Trois ans après l'élection de Vicente Fox à la présidence de la République, l'heure n'est plus au triomphe pour les «forces du changement». Alors que les Mexicains s'apprêtent à élire leurs députés, le PRI (Parti révolutionnaire institutionnel), qui occupa le pouvoir de 1929 à l'an 2000, et dont l'image est avant tout celle de la corruption et d'une culture mafieuse qui façonna l'ensemble de la vie publique mexicaine, est pour l'instant, donné favori dans les sondages (autour de 40% d'intentions de vote). Il est en tout cas exclu que le parti du président, le PAN (Parti action nationale), en recul de plusieurs points (entre 35 et 40% d'intentions) par rapport aux législatives de 2000, puisse offrir un second souffle au gouvernement de Vicente Fox, dont le mandat s'achève en 2006.

Pour le politologue Federico Estevez, «les forts réseaux politiques locaux du PRI, qui contrastent avec la faiblesse du PAN, permettent au parti historique de se maintenir au pouvoir. Mais la déception des Mexicains vis-à-vis du gouvernement Fox explique aussi la situation actuelle». Le scandale du financement de la campagne présidentielle de Vicente Fox, qui aurait bénéficié de fonds illégaux d'entreprises étrangères, aura largement contribué à cette baisse de popularité. «Fox et le PAN ont fait campagne contre la culture priiste, et joué les Monsieur propre. Or on découvre qu'ils font exactement la même chose. Moi je ne sais plus pour qui voter», explique Chris, jeune architecte qui avait voté Fox en 2000. L'abstention, ce dimanche, pourrait concerner la moitié de l'électorat.

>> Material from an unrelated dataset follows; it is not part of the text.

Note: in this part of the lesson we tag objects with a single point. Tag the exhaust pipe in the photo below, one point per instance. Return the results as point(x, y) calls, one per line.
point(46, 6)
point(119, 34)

La communication présidentielle, offrant monts et merveilles à des citoyens portés par les espoirs de changement de l'an 2000, s'avère aujourd'hui peu crédible, faute de réalisations concrètes. «Fox, par le simple fait qu'il mit fin au règne du PRI, représente une vraie évolution démocratique. Je lui suis reconnaissant pour cette énorme réussite, déclare José, sympathisant du PRD (gauche). Mais au-delà de ça, il a promis la lune et n'a pas fait grand-chose.» Une opinion très partagée.

Corruption endémique

Dans le cas de la lutte contre la corruption, thème central de la vie politique, les attentes de progrès rapides se sont révélées décevantes malgré la bonne volonté du gouvernement. Si de nombreux fonctionnaires ont été sanctionnés, soudoyer un policier ou un inspecteur des impôts reste une pratique courante. Sans parler du rôle de l'armée et de la marine dans la protection des puissants narcotrafiquants (le Mexique est l'un des premiers exportateurs de cocaïne du monde).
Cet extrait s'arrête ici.